Liszt, Franz - Klaviersonate in h-Moll
Dichte Tongewebe
Label/Verlag: Hyperion
Detailinformationen zum besprochenen Titel
Marc-André Hamelins Liszt-Einspielung präsentiert einmal mehr virtuose technische Fähigkeiten, die der Pianist in den Dienst einer schlüssigen, dichten Interpretation stellt.

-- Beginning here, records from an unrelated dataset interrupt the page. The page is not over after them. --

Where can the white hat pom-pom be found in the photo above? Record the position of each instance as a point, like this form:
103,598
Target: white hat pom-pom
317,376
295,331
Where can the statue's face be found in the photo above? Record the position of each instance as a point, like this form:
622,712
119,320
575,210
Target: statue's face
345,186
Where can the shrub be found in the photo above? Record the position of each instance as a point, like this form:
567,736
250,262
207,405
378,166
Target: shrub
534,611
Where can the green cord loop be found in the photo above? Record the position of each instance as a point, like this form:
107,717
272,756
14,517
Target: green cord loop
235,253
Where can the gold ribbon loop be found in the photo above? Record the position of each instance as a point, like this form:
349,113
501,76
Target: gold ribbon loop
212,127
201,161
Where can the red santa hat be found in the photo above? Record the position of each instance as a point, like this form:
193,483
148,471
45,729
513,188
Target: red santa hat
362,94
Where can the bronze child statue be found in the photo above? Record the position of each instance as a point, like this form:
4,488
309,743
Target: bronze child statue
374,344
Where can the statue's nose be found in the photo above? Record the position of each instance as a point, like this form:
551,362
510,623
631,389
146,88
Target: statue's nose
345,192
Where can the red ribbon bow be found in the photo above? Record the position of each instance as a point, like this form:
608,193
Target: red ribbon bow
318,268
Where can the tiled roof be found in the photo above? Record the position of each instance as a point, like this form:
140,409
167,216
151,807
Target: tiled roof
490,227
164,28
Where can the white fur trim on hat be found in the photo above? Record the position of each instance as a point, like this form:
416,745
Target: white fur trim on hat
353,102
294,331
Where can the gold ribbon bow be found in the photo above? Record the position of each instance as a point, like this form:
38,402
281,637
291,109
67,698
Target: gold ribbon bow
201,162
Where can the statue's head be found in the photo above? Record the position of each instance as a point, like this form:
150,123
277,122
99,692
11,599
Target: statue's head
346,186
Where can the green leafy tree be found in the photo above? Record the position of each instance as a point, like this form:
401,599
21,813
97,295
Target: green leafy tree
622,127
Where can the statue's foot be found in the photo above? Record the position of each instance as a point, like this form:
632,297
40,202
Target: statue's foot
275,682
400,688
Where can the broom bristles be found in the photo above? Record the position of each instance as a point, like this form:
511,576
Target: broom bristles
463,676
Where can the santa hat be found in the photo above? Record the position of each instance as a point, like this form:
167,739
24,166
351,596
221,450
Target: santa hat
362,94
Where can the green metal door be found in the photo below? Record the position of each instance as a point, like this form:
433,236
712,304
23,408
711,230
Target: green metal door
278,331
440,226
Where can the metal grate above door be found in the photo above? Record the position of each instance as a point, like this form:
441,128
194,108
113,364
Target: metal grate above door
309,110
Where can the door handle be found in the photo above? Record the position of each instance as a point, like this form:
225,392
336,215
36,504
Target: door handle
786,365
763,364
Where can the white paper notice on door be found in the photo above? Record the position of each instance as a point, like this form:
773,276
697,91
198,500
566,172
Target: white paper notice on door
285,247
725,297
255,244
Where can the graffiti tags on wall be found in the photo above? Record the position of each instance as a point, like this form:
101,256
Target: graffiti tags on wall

Die Romantiker um Schumann sahen im musikalischen Virtuosentum das Gegenteil von intellektuell anspruchsvoller, erhabener Musik. Entsprechend problematisch war ihr Verhältnis zu den Kompositionen von Franz Liszt, denn dieser wusste um die publikumswirksamen Eigenschaften der virtuosen Selbstvermarktung und ließ diese in seinen Klavierkompositionen deutlich hervortreten. Ein großer Komponist konnte Liszt damit aber in den Augen der deutschen Romantiker nicht werden, auch wenn er sich um deren Anerkennung redlich bemühte. Seine Sonate in h-Moll wurde von Clara Schumann, die sie stellvertretend für ihren schwer kranken Mann von Liszt entgegennahm, mit den Worten ‚wirklich schrecklich‘ kommentiert.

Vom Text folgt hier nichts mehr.